Chaque année, la Région européenne enregistre 76 000 décès d’enfants avant leur cinquième anniversaire ; les maladies non transmissibles emportent 1 personne sur 6 avant l’âge de 70 ans
Copenhague, le 25 février 2025
Malgré des progrès dans certains domaines, toute une gamme d’indicateurs montre que, de la santé de l’enfant et de l’adolescent jusqu’aux maladies chroniques, la Région européenne de l’OMS – longtemps réputée pour des systèmes de santé qui font partie des plus performants au monde – stagne dans l’ensemble, voire régresse. Telle est la conclusion essentielle du dernier Rapport sur la santé en Europe de l’OMS, qui s’appuie sur les statistiques les plus récentes disponibles dans les 53 États membres d’Europe et d’Asie centrale.
Publié tous les 3 ans à partir de données recueillies au niveau national, ce Rapport phare est le tableau le plus complet de la santé à l’échelle régionale. Il fournit aux pouvoirs publics et aux décideurs des repères clairs sur la voie à suivre, à une époque où certaines mégatendances (notamment de dangereuses fausses informations, une crise des personnels de santé, le vieillissement rapide de la population et le changement climatique) ont un impact plus important que jamais sur la santé.
Remédier aux écarts dans le domaine de la mortalité infantile et préserver la santé des enfants
Si, globalement, la Région européenne affiche des taux de mortalité infantile évitable parmi les plus bas du monde, la différence entre les pays est énorme sur le plan de la performance : de 1,5 à 40,4 décès pour 1 000 naissances vivantes. Combler cet écart reste un défi.
L’examen des dernières données disponibles sur la mortalité des enfants de moins de 5 ans dans les 53 États membres révèle qu’en 2022, 75 647 enfants sont décédés avant leur cinquième anniversaire. Les 5 principales causes de mortalité des enfants de moins de 5 ans sont : les complications liées à une naissance prématurée, l’asphyxie à la naissance, les anomalies cardiaques congénitales, les infections des voies respiratoires inférieures, et la septicémie néonatale et d’autres infections.

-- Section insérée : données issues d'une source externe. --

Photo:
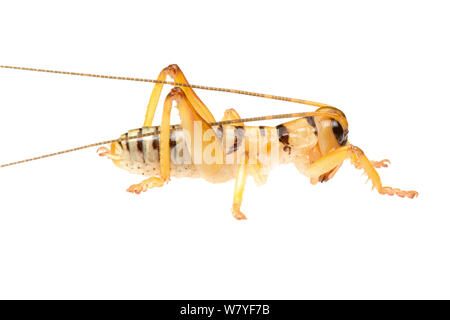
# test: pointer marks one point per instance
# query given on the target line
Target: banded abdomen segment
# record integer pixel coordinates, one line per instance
(139, 152)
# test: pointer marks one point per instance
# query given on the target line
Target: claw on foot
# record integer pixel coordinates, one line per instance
(103, 151)
(237, 214)
(401, 193)
(138, 188)
(381, 164)
(145, 185)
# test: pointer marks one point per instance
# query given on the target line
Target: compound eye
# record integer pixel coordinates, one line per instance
(339, 133)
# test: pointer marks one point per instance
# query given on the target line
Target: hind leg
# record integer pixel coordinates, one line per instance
(177, 75)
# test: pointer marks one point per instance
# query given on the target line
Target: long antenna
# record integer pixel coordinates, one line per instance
(247, 93)
(262, 118)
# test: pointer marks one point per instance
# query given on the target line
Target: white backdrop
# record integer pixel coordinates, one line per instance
(68, 229)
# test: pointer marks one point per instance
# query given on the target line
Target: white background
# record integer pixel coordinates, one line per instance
(68, 229)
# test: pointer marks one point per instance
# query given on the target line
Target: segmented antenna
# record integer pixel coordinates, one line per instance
(262, 118)
(247, 93)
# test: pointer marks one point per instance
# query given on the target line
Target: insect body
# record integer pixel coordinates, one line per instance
(200, 147)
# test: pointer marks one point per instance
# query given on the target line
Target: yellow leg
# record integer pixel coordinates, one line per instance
(146, 184)
(359, 160)
(238, 192)
(231, 114)
(177, 75)
(189, 117)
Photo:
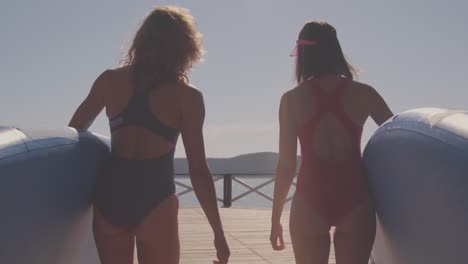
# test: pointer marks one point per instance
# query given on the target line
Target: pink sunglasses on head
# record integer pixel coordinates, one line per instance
(302, 42)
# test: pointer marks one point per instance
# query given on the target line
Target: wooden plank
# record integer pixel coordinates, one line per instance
(247, 231)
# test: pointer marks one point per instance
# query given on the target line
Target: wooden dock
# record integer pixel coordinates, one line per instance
(247, 231)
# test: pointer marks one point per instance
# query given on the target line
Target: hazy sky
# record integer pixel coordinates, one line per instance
(412, 51)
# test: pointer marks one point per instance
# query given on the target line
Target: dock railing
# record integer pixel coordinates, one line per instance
(228, 180)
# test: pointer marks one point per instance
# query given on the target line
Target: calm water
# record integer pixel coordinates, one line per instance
(252, 200)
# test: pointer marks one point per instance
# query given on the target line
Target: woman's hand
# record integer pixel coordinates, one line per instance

Autres causes de préoccupation en matière de santé de l’enfant et de l’adolescent :
- dans la Région européenne, 1 adolescent sur 5 lutte contre un problème de santé mentale ;
- le suicide est la principale cause de décès chez les jeunes âgés de 15 à 29 ans ;
- les filles font systématiquement état de niveaux de bien-être mental inférieurs à ceux des garçons ;
- 15 % des adolescents déclarent avoir été récemment victimes de cyber-harcèlement ;
- 1 adolescent sur 10 âgé de 13 à 15 ans utilise un produit du tabac, notamment des cigarettes électroniques ;
- près de 1 enfant d’âge scolaire sur 3 est en surpoids, et 1 sur 8 est obèse.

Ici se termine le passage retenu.